This post is just a brief reminder of what American “exceptionalism” has come to: The U.S. is exceptional in short lives.
This graph[1] shows the historical trajectory in expected lifespans for the U.S. and several large, affluent, western, democratic, “peer” countries. (You can choose other peer countries from Our World in Data; it won’t change the story.) Generally, lifespans have been growing. However: In the 1970s American lifespans were lengthening roughly in pace with those of peer countries. Then in the 1980s the U.S. and Denmark started falling behind. From 2000 on, Denmark rejoined the peer countries while the U.S. fell further and further behind. Even before the American disaster that was Covid, the U.S. was exceptional among western nations in how young its people died.
Why?
This baleful American exceptionalism was long visible, if not as extreme as in 2021. In 2011, a panel of the National Research Council convened to describe and explain it. (Things worsened after 2011 and then crashed during Covid.) How did the NRC panel understand the situation revealed in this graph?
It’s not just that Americans are dying young, they are dying at exceptionally high rates for a wide variety of medical causes: infant and childbearing mortality, accidents, gun deaths, drug overdoses and poisonings, neurological issues, and cardiovascular diseases. In 2011, the American disadvantage was especially noticeable for those under 50, but the immunity of the elderly has eroded since.
Why has this happened? The easy answers are wrong. It’s not the lack of money—the U.S. spends more per capita on health than any of our peers—but perhaps on how we spend our money. It’s not because there are poor people, racial minorities, and immigrants in America. Even affluent, non-Hispanic White Americans have shorter lives than the average members of our peer countries. (And immigrants here are generally healthier than the native-born.)
The American death crisis is so broad, the NRC concluded, that its sources must be systemic and fundamental:[2]
- the distinctively patchwork health system we have;
- our distinctive habits—Americans are more obese, increasingly so, more likely to be drug-addicted, less likely to visit doctors than other westerners;
- and our distinctive culture, with its prioritizing individual autonomy over expertise, authority, and the collective good (as exemplified in low rates of child immunizations and the unnecessary Covid deaths after the vaccine arrived). Can this culture change?
P.S. Just received this announcement: the National Institute of Aging just published a Notice of Special Interest (NOSI) – U.S. Health in the International Perspective (NOT-AG-24-004). It is designed to stimulate applications for conducting research that examines mechanisms and causes behind the increasing U.S. health disadvantage, which refers to worsening life expectancies and health outcomes in the U.S. compared to other countries.
—— NOTES —
[1] “Data Page: Life expectancy at birth”, part of the following publication: Saloni Dattani, Lucas Rodés-Guirao, Hannah Ritchie, Esteban Ortiz-Ospina and Max Roser (2023) – “Life Expectancy”. Data adapted from Human Mortality Database, United Nations, Zijdeman et al., James C. Riley. Retrieved from https://ourworldindata.org/grapher/life-expectancy.

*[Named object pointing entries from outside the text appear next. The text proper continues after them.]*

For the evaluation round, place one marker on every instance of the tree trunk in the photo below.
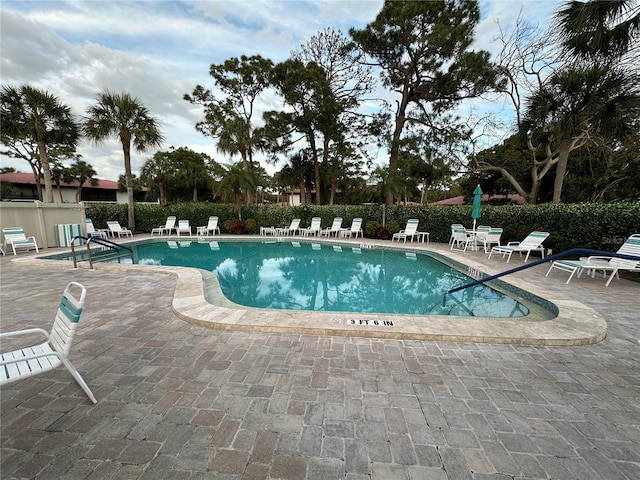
(46, 171)
(561, 169)
(316, 168)
(163, 200)
(36, 178)
(126, 148)
(394, 153)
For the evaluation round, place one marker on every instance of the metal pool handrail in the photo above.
(574, 251)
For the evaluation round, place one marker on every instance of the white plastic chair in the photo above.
(334, 229)
(211, 226)
(533, 242)
(292, 229)
(314, 228)
(461, 238)
(605, 264)
(410, 231)
(356, 229)
(115, 228)
(29, 361)
(492, 237)
(92, 231)
(15, 237)
(168, 226)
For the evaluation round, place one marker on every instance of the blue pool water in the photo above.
(324, 277)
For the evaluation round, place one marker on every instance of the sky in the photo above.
(158, 51)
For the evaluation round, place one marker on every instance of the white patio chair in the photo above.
(168, 226)
(610, 265)
(15, 237)
(334, 229)
(211, 226)
(29, 361)
(532, 243)
(94, 232)
(115, 228)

[2] Specifically, NRC summarizes these findings (p. 207):
- The U.S. health system suffers from a large uninsured population, financial barriers to care, a shortage of primary care providers, and potentially important gaps in the quality of care (Chapter 4). • Americans have a higher prevalence of certain unhealthy behaviors involving caloric intake, sedentary behavior, drug use, unprotected sex, driving without seatbelts, and the use of firearms (Chapter 5). • The United States lags in educational achievement, and it has high income inequality and poverty rates and lower social mobility than most other high-income countries (Chapter 6). • Americans live in an obesogenic built environment that discourages physical activity, and they live in more racially segregated communities (see Chapter 7).